Relationships reimagined 

“The pandemic has changed how we feel about relationships in every sense,” Peter summarised. “Who we want to see – and indeed work with – has changed forever. Relationships have gone from mattering – to being absolutely everything.”

Claire Charruau of VMLY&R underlined this thought on relationships. ““Every agency should want to be their clients’ most important partner. You want to be the partner they trust to call at these Black Swan moments. And it means having your finger on the pulse of their industry and not just know the issues – but be ready with prospective, creative solutions.” 

Big ideas are bigger than ever 

John Kearon of System1 stressed: “Brands need to give audiences a reason to have this relationship. You need to engage and encourage audiences to enter your brand world. Characters, or fluid devices, are a powerful means of achieving this. Look at the Compare the Market Meerkats – or the M&Ms”. 

“These characters create a distinct brand universe. Targeting and timing are nothing without this relationship – these foundational brand icons work as shortcuts to transport audiences when leveraging shorter form digital formats”. 

Big ideas are more important than ever in creating relationships with both customers and brand partners. But as Neil Sims from Oakwood noted: “The best big ideas are still the ones which can be done within the existing budget”. 

The power of storytelling extends beyond brand campaigns – all the way to the agency pitching process.

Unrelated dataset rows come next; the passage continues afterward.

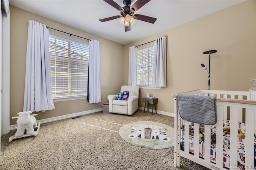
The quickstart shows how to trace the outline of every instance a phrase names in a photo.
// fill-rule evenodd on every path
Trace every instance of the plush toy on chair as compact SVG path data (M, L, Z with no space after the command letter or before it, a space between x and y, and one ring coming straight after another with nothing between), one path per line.
M17 132L14 136L16 137L21 136L25 133L26 130L26 134L31 135L35 133L34 128L38 127L36 119L34 116L31 116L30 111L21 112L17 113L19 117L17 120L18 128Z

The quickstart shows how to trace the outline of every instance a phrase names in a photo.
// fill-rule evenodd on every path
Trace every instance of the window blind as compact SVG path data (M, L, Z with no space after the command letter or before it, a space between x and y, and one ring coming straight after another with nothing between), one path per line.
M148 43L137 48L137 85L149 86L152 84L154 43Z
M88 42L82 39L49 32L54 99L87 95L89 49Z

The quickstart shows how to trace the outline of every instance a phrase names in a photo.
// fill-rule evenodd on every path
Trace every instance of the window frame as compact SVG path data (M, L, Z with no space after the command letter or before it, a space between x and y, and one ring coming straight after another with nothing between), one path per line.
M150 49L149 49L150 48L153 48L153 51L151 51L151 52L153 53L152 55L153 56L149 56L149 55L150 54L150 51L148 51L148 58L147 58L147 60L148 60L148 65L147 65L147 72L148 72L148 76L147 76L148 77L148 79L149 79L149 77L153 77L153 70L152 70L152 75L148 75L149 74L149 72L150 71L150 67L152 67L152 69L153 69L153 67L154 67L154 41L153 41L152 42L150 42L150 43L147 43L146 44L143 44L142 45L140 45L139 46L137 46L137 65L136 66L136 85L137 86L139 86L140 88L142 88L142 89L152 89L152 88L155 88L154 87L151 87L151 84L150 85L143 85L142 84L138 84L137 83L137 82L138 81L138 52L139 51L141 51L142 50L147 50L148 51L149 51L149 50L150 51ZM152 50L151 49L151 50ZM142 56L142 57L143 57ZM153 60L153 63L152 65L149 65L148 64L148 63L150 62L150 59L151 60ZM142 61L142 63L143 62ZM143 65L143 64L142 64L142 65ZM141 67L141 68L142 68L143 67L143 66L142 66ZM149 81L149 80L148 79L148 81Z
M49 31L49 60L50 61L51 61L51 60L50 59L50 37L55 37L55 38L59 38L60 40L61 39L64 39L64 40L66 40L68 41L68 48L67 48L67 50L68 50L68 52L67 53L71 53L71 49L70 49L70 48L71 48L71 45L70 45L71 43L70 43L70 42L73 42L74 43L78 43L78 44L81 44L82 45L86 45L87 47L86 47L88 48L88 50L86 51L86 55L88 55L88 61L87 62L88 63L88 67L86 69L86 70L87 69L87 70L88 69L88 64L89 64L89 42L88 40L86 40L84 39L82 39L81 38L76 38L76 37L71 37L71 36L68 36L66 35L66 34L62 34L62 33L60 33L59 32L56 32L54 31ZM81 47L82 48L82 47ZM82 48L81 48L82 49ZM73 56L73 57L72 57L72 55L70 54L69 54L68 55L68 58L67 59L67 60L68 61L68 65L67 65L68 67L70 69L70 68L71 68L71 67L72 67L71 65L71 63L70 62L70 60L73 59L74 59L74 56ZM87 56L86 56L87 57ZM82 62L82 61L81 61ZM81 63L82 63L82 62ZM78 68L78 67L77 67ZM68 71L67 72L67 73L68 73L68 74L69 75L68 75L67 77L68 77L68 79L69 79L70 80L68 80L68 87L66 87L66 88L68 89L69 89L68 90L68 93L72 93L72 90L70 90L70 89L71 89L72 88L72 83L71 82L69 82L69 81L70 81L70 79L71 79L71 75L70 75L70 73L72 73L71 72L71 69L69 69L69 71ZM87 74L88 74L88 73L86 73ZM80 73L80 74L82 74L82 73ZM81 77L81 75L80 75L80 77ZM68 78L69 77L69 78ZM82 81L82 80L81 80L81 81ZM86 83L85 83L84 84L85 86L87 87L87 83L88 83L88 75L87 74L87 76L86 77ZM51 81L52 81L52 80L51 80ZM51 82L51 83L52 83L52 82ZM80 86L80 87L81 86ZM77 86L76 86L76 87L77 87ZM84 94L84 95L70 95L69 96L59 96L59 97L58 97L58 96L55 96L54 97L54 96L53 95L53 99L54 101L54 102L58 102L58 101L70 101L70 100L78 100L78 99L86 99L87 97L87 87L84 89L84 90L81 90L82 91L83 90L86 90L86 94Z

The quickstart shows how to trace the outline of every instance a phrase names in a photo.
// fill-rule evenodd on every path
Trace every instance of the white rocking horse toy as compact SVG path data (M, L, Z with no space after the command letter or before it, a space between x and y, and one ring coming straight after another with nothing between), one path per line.
M17 124L18 128L17 131L14 135L9 138L9 142L11 142L13 139L18 138L23 138L34 135L36 136L39 132L39 128L40 127L40 122L38 123L38 125L36 123L36 119L34 116L37 116L37 114L30 115L32 113L31 111L20 112L17 115L19 116L12 117L12 119L18 118L17 120ZM36 132L34 128L37 128L37 130ZM26 131L26 134L25 133L25 130Z

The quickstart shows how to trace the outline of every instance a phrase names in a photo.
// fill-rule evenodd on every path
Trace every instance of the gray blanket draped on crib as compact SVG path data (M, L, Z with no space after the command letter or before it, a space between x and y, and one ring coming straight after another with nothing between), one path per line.
M185 121L208 125L217 122L215 97L178 94L177 102L180 117Z

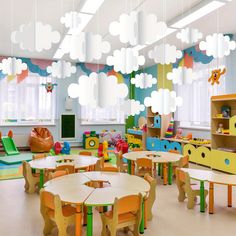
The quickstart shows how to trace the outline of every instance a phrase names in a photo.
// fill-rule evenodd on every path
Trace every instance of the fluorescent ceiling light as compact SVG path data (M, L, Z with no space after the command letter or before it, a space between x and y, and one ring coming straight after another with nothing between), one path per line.
M225 2L211 1L208 4L204 4L203 6L198 7L196 10L191 10L190 13L187 12L183 15L183 17L181 17L180 20L175 21L175 23L172 23L170 26L173 28L181 29L224 5Z
M81 8L81 12L95 14L103 2L104 0L87 0Z

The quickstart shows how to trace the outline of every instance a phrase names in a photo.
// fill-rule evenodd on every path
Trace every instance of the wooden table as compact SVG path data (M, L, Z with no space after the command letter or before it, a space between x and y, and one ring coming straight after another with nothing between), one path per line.
M163 184L172 184L172 164L176 163L182 157L182 154L170 153L170 152L156 152L156 151L137 151L137 152L128 152L123 154L123 157L128 160L128 173L134 174L135 161L138 158L150 158L153 163L156 165L163 165ZM168 165L168 173L167 173Z
M105 181L110 187L94 189L85 185L89 181ZM76 236L81 235L82 205L87 206L87 235L93 235L93 206L109 206L116 197L142 193L146 196L150 185L144 179L125 173L83 172L61 176L45 183L45 190L58 194L62 201L77 206ZM144 204L142 204L142 221L140 232L144 232Z
M181 168L190 178L200 181L200 211L205 212L204 182L209 182L209 213L214 213L214 184L228 186L228 207L232 206L232 186L236 186L236 175L214 173L208 170Z
M35 159L29 162L31 168L40 170L39 187L44 185L44 170L55 170L57 166L62 165L60 162L70 161L67 164L75 166L75 169L87 168L96 164L98 158L95 156L83 155L65 155L65 156L48 156L46 158ZM65 163L63 163L65 164Z

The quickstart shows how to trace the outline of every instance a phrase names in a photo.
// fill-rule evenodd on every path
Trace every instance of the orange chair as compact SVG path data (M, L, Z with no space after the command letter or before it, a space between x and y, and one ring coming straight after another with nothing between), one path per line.
M134 226L133 235L139 235L139 225L141 222L142 195L129 195L120 199L115 199L113 210L102 213L102 236L115 236L117 229Z
M156 200L156 180L149 174L144 175L144 179L150 184L148 196L144 198L145 218L150 221L152 219L152 206Z
M179 168L176 169L176 185L179 190L178 200L179 202L183 202L186 198L188 198L188 209L193 209L195 205L195 198L200 196L200 187L196 184L191 184L190 177L187 172L180 170ZM208 195L208 191L204 190L205 196L205 207L206 204L206 197Z
M50 172L48 180L55 179L57 177L68 175L68 174L69 174L68 169L66 169L66 170L58 170L58 171L55 171L55 172Z
M115 166L105 166L102 168L102 171L106 172L119 172L119 169Z
M146 173L153 176L153 163L149 158L138 158L136 160L137 171L136 174L138 176L144 177Z
M30 164L26 161L22 161L23 176L25 178L25 192L34 193L39 186L39 174L33 174Z
M60 165L56 167L56 171L59 170L67 170L69 174L75 173L75 166L74 165Z
M59 195L53 195L44 189L40 190L40 211L44 219L44 235L50 234L54 227L58 228L59 236L66 236L67 227L75 224L76 209L71 205L63 205Z
M80 151L79 155L81 156L92 156L92 152L89 151Z

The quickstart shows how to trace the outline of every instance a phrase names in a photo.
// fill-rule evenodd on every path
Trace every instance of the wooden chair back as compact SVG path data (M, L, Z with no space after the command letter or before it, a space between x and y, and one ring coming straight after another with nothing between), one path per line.
M59 170L68 170L69 174L75 173L75 166L74 165L60 165L56 167L56 171Z
M79 155L81 156L92 156L92 152L89 151L80 151Z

Tom Laranjo and Jody Osman both asked Peter to share his perspective on how agencies can sell their stories to brands when pitching remotely. 

“Nobody has been able to rip up the rulebook entirely and present ideas in a truly novel way in our Zoom era – but we have seen less paper, less powerpoints and less paraphernalia surrounding an idea. The context of a Zoom encourages people to get to the point and tell the story simply. And I think this is a good thing.” 

“Everything is now hyper-selective,” Peter concluded. “People no longer have room in their lives for things that do not spark excitement, passion – or speak to a greater purpose”.